Researchers at Rensselaer Polytechnic Institute are using data from League of Legends, one of the world’s most popular MOBA (multiplayer online battle arena) games, to develop models that reveal how team membership, working history, and other factors affect performance outcomes.
The findings, which were recently published in Proceedings of the Human Factors and Ergonomics Society Annual Meeting, have broad and critical implications. The data — on hundreds of thousands of matches played by approximately 100,000 teams — has allowed the researchers to build and test advanced statistical models and explore complex methodological challenges in the study of teamwork.
Their research on League of Legends is aimed at determining how best to measure and monitor individual team members in order to improve performance and learning over time, particularly when it comes to more critical situations.
“Our approach enables us to ask questions that are exceedingly difficult to ask in ‘live’ environments such as military combat. Data on teamwork at this scope and scale are simply not readily available.”David Mendonca, Associate Professor of Industrial and Systems Engineering at Rensselaer
With the League of Legends data, painstakingly compiled from publicly available sources, the researchers were able to test their instrumentation and design their studies so as to improve data collection in a high-stakes setting.
It’s difficult to perform these types of team studies because a large number of research subjects are needed to get enough data. Team members also, ideally, need to have previously worked together in order for researchers to explore their behavior over time. The League of Legends data set contains thousands of examples of teams whose members have played hundreds of games together.
“We’re trying to understand processes of learning and adaptation, particularly when teams are subjected to unforeseen or unusual events, such as the loss of team members.”David Mendonca, Associate Professor of Industrial and Systems Engineering at Rensselaer
This recent paper builds upon past research done by Mendonca and Wayne Gray, a professor of cognitive science at Rensselaer, as well as Joshua Eaton, a doctoral student in industrial and systems engineering at Rensselaer. They previously found that there are critical positions within a team that can significantly affect a group’s goals.
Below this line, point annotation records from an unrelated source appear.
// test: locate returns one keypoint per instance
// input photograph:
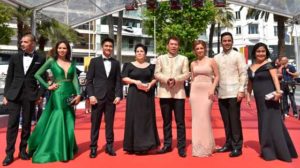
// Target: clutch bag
(70, 99)
(270, 95)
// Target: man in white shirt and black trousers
(21, 92)
(232, 85)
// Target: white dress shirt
(107, 65)
(26, 63)
(233, 74)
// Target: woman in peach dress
(205, 77)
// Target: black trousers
(289, 92)
(108, 108)
(14, 108)
(168, 105)
(230, 111)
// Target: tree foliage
(5, 16)
(187, 24)
(53, 31)
(256, 14)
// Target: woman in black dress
(274, 139)
(140, 134)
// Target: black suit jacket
(17, 82)
(101, 86)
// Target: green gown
(53, 138)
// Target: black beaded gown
(140, 122)
(274, 139)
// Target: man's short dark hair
(173, 38)
(31, 36)
(107, 40)
(226, 34)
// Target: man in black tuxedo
(21, 92)
(104, 89)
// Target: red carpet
(249, 159)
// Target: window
(237, 15)
(253, 29)
(238, 30)
(275, 31)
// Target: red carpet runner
(249, 159)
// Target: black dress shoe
(8, 160)
(93, 153)
(110, 151)
(224, 149)
(235, 153)
(24, 155)
(182, 153)
(164, 149)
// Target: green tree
(53, 31)
(187, 24)
(5, 16)
(224, 18)
(256, 14)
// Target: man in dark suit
(21, 92)
(104, 89)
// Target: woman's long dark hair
(68, 55)
(256, 46)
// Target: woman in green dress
(53, 138)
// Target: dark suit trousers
(14, 108)
(108, 108)
(168, 105)
(230, 111)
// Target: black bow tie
(28, 55)
(107, 59)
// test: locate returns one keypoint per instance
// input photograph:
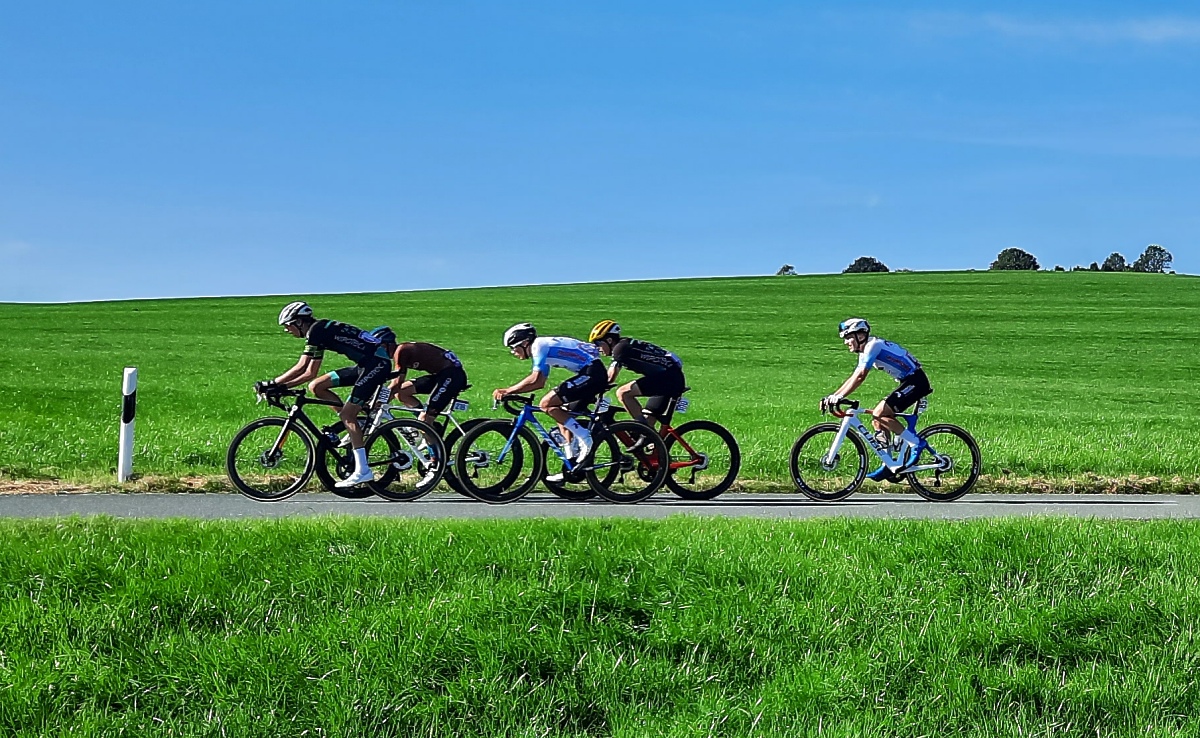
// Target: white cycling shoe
(358, 478)
(582, 445)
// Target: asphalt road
(442, 505)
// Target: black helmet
(384, 334)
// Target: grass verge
(340, 627)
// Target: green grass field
(345, 627)
(1056, 375)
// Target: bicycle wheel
(485, 475)
(954, 459)
(703, 460)
(450, 441)
(408, 459)
(628, 463)
(820, 477)
(334, 466)
(268, 463)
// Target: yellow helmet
(603, 330)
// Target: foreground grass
(383, 628)
(1056, 375)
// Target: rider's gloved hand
(829, 402)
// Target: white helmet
(852, 325)
(519, 333)
(294, 311)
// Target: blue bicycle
(943, 467)
(501, 461)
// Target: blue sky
(154, 149)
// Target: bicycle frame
(295, 414)
(850, 421)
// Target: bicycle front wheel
(407, 457)
(628, 465)
(822, 472)
(948, 466)
(269, 461)
(703, 460)
(489, 478)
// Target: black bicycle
(274, 457)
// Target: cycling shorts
(912, 388)
(371, 376)
(442, 388)
(585, 387)
(661, 388)
(345, 377)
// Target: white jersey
(559, 351)
(892, 358)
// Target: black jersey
(345, 339)
(643, 358)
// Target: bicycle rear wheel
(822, 478)
(268, 463)
(628, 463)
(408, 459)
(489, 478)
(955, 456)
(703, 460)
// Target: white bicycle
(945, 466)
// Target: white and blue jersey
(892, 358)
(559, 351)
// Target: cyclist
(661, 371)
(443, 381)
(370, 363)
(583, 388)
(895, 360)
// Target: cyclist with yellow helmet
(661, 372)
For example, when a player filling a critical position is “down,” negative events within the game increase for their team.
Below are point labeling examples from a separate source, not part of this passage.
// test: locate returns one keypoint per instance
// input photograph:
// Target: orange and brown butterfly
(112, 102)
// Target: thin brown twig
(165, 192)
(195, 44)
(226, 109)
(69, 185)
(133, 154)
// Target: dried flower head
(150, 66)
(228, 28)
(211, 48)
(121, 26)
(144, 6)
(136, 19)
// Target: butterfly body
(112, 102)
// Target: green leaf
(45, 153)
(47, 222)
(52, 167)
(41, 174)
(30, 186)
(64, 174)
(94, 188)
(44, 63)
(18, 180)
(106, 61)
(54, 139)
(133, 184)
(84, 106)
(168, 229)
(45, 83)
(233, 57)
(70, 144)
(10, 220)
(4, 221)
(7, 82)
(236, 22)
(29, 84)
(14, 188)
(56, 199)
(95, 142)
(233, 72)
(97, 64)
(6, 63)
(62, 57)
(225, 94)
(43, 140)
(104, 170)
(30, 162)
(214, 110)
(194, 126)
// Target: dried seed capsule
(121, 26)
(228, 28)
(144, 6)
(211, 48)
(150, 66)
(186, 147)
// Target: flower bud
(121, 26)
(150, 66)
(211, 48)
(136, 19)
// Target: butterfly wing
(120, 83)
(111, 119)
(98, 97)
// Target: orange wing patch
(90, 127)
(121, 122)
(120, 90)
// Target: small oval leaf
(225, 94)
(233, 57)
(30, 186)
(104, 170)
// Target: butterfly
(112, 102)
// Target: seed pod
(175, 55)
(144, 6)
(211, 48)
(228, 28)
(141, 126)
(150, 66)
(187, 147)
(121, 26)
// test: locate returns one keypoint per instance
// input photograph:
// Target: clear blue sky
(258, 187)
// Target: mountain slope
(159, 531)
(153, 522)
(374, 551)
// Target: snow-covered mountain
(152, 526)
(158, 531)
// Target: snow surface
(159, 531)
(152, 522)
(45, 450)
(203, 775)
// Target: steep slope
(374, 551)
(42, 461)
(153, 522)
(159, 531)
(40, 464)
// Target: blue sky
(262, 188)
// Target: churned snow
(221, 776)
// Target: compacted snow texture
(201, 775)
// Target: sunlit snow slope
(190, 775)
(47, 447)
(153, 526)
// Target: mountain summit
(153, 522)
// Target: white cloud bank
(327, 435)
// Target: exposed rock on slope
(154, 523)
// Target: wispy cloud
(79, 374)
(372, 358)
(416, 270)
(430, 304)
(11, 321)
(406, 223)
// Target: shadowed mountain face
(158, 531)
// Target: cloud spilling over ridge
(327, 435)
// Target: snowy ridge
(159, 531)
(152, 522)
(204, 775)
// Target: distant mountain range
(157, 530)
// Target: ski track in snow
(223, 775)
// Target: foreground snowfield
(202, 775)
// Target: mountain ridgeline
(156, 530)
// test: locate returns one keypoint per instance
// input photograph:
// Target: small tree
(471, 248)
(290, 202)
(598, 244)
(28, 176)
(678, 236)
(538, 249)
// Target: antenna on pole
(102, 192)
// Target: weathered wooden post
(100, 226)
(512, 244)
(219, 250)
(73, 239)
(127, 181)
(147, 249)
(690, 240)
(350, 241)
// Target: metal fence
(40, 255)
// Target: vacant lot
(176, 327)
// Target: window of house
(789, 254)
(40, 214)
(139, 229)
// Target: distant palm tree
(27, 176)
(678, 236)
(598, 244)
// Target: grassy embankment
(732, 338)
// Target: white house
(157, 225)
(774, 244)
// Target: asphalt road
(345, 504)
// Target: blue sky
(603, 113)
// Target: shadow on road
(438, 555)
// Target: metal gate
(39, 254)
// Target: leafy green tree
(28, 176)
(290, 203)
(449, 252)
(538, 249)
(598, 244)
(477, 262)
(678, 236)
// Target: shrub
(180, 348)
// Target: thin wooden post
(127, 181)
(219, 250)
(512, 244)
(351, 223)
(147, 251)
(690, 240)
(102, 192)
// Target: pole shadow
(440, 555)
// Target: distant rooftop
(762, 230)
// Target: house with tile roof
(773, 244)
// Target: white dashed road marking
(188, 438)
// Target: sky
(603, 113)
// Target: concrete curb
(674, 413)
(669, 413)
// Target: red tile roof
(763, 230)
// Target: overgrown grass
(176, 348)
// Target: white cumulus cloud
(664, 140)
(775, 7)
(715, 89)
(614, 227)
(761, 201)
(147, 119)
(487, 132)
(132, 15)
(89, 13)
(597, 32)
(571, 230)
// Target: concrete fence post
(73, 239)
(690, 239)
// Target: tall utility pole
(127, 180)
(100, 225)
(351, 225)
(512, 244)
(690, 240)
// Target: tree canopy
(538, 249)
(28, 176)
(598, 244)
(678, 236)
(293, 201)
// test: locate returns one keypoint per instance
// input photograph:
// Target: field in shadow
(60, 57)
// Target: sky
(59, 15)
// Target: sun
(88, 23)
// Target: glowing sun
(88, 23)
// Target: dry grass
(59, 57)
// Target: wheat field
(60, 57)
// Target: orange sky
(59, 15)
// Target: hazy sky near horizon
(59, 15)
Mendonca and Eaton also found that, if team members are familiar with their position, it can positively affect the effectiveness of a team. What this research has enabled is the development of metrics that will allow Mendonca and his team to try to answer one of their driving, and complex, questions: What is the effect of turnover and how can they measure it?
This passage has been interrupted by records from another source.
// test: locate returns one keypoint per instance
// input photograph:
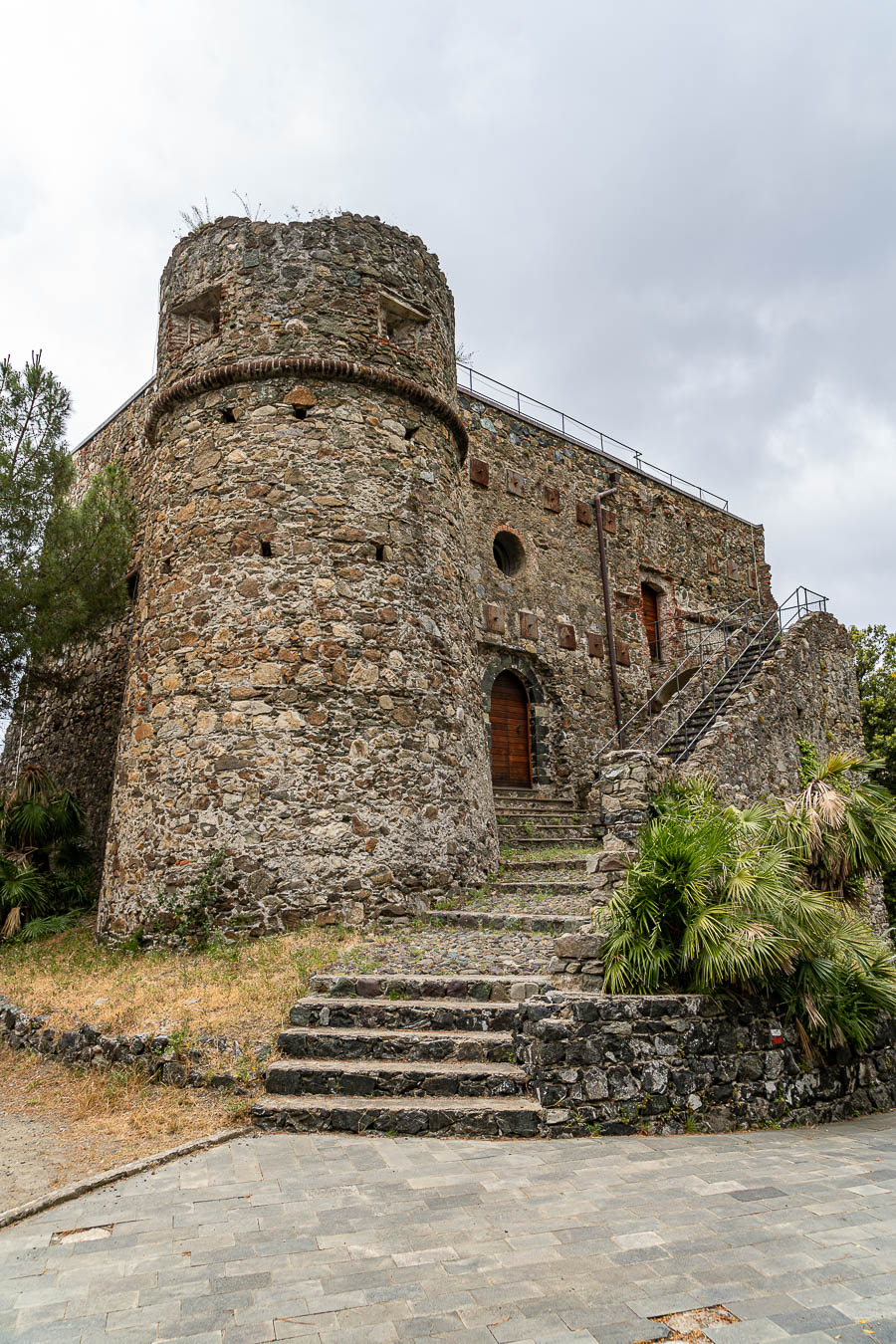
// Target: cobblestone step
(449, 1014)
(537, 887)
(522, 921)
(535, 843)
(392, 1078)
(539, 794)
(384, 1043)
(481, 988)
(550, 832)
(473, 1117)
(512, 866)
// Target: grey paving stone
(811, 1319)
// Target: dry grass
(58, 1124)
(241, 991)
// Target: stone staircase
(400, 1052)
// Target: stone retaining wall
(150, 1052)
(665, 1064)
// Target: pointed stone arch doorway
(510, 733)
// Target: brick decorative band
(307, 365)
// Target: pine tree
(64, 561)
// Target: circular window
(508, 553)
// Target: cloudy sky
(673, 219)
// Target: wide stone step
(472, 1117)
(512, 866)
(372, 1043)
(518, 808)
(537, 887)
(392, 1078)
(464, 1014)
(538, 794)
(483, 988)
(507, 920)
(549, 833)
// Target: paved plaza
(326, 1238)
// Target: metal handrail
(704, 651)
(799, 603)
(585, 436)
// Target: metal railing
(760, 640)
(575, 430)
(703, 647)
(800, 602)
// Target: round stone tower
(301, 694)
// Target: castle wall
(304, 680)
(549, 618)
(68, 713)
(807, 690)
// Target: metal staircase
(720, 659)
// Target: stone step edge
(288, 1033)
(414, 1114)
(349, 1003)
(377, 986)
(392, 1067)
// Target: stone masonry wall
(303, 690)
(68, 713)
(668, 1063)
(547, 620)
(807, 690)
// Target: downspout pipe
(607, 611)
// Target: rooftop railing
(575, 432)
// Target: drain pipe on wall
(607, 610)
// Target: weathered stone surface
(673, 1062)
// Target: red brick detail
(305, 365)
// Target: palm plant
(718, 898)
(841, 825)
(45, 867)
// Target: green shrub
(718, 899)
(45, 867)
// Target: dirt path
(58, 1124)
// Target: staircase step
(535, 843)
(508, 920)
(472, 1117)
(538, 886)
(392, 1078)
(550, 830)
(450, 1014)
(537, 794)
(511, 866)
(372, 1043)
(481, 988)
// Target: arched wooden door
(510, 719)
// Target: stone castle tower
(303, 653)
(364, 595)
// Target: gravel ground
(431, 952)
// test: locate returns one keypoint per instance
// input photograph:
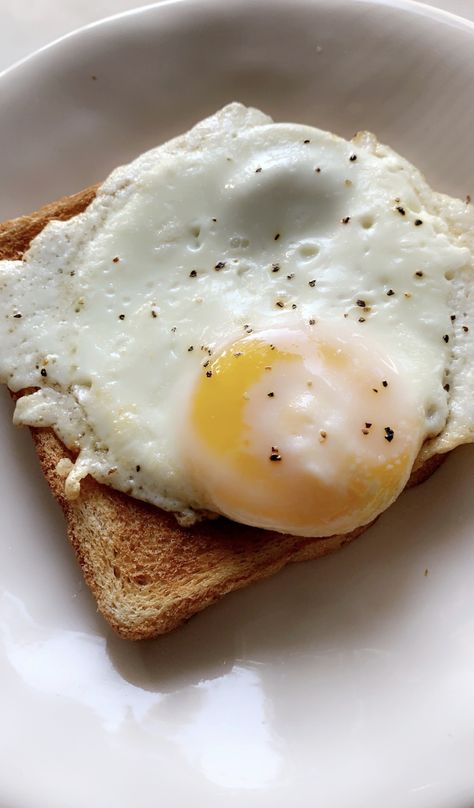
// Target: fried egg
(258, 320)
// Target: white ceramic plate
(347, 682)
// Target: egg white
(223, 230)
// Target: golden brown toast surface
(148, 574)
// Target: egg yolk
(304, 432)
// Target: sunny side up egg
(254, 320)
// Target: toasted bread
(147, 574)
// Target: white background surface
(344, 684)
(26, 25)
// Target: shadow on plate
(341, 602)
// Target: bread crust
(148, 574)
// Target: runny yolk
(310, 434)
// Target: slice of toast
(147, 574)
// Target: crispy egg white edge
(457, 216)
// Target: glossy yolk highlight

The Office of Naval Research supports this work through a grant, for which Gray is the primary investigator. He characterizes the overall effort as trying to find the “I” in “team.” “Can we find the contribution of the individual in a team?” asks Gray, whose work on performance in single-player games, like Tetris, has led to pathbreaking discoveries on learning by experts.
Ultimately, this work is strongly focused on uncovering which metrics are the most meaningful to measure and how to collect information that will prove useful in further study. With these results in hand, Mendonca said, subsequent research is expected to explore the timing of re-staffing in military and other organizations in order to support performance.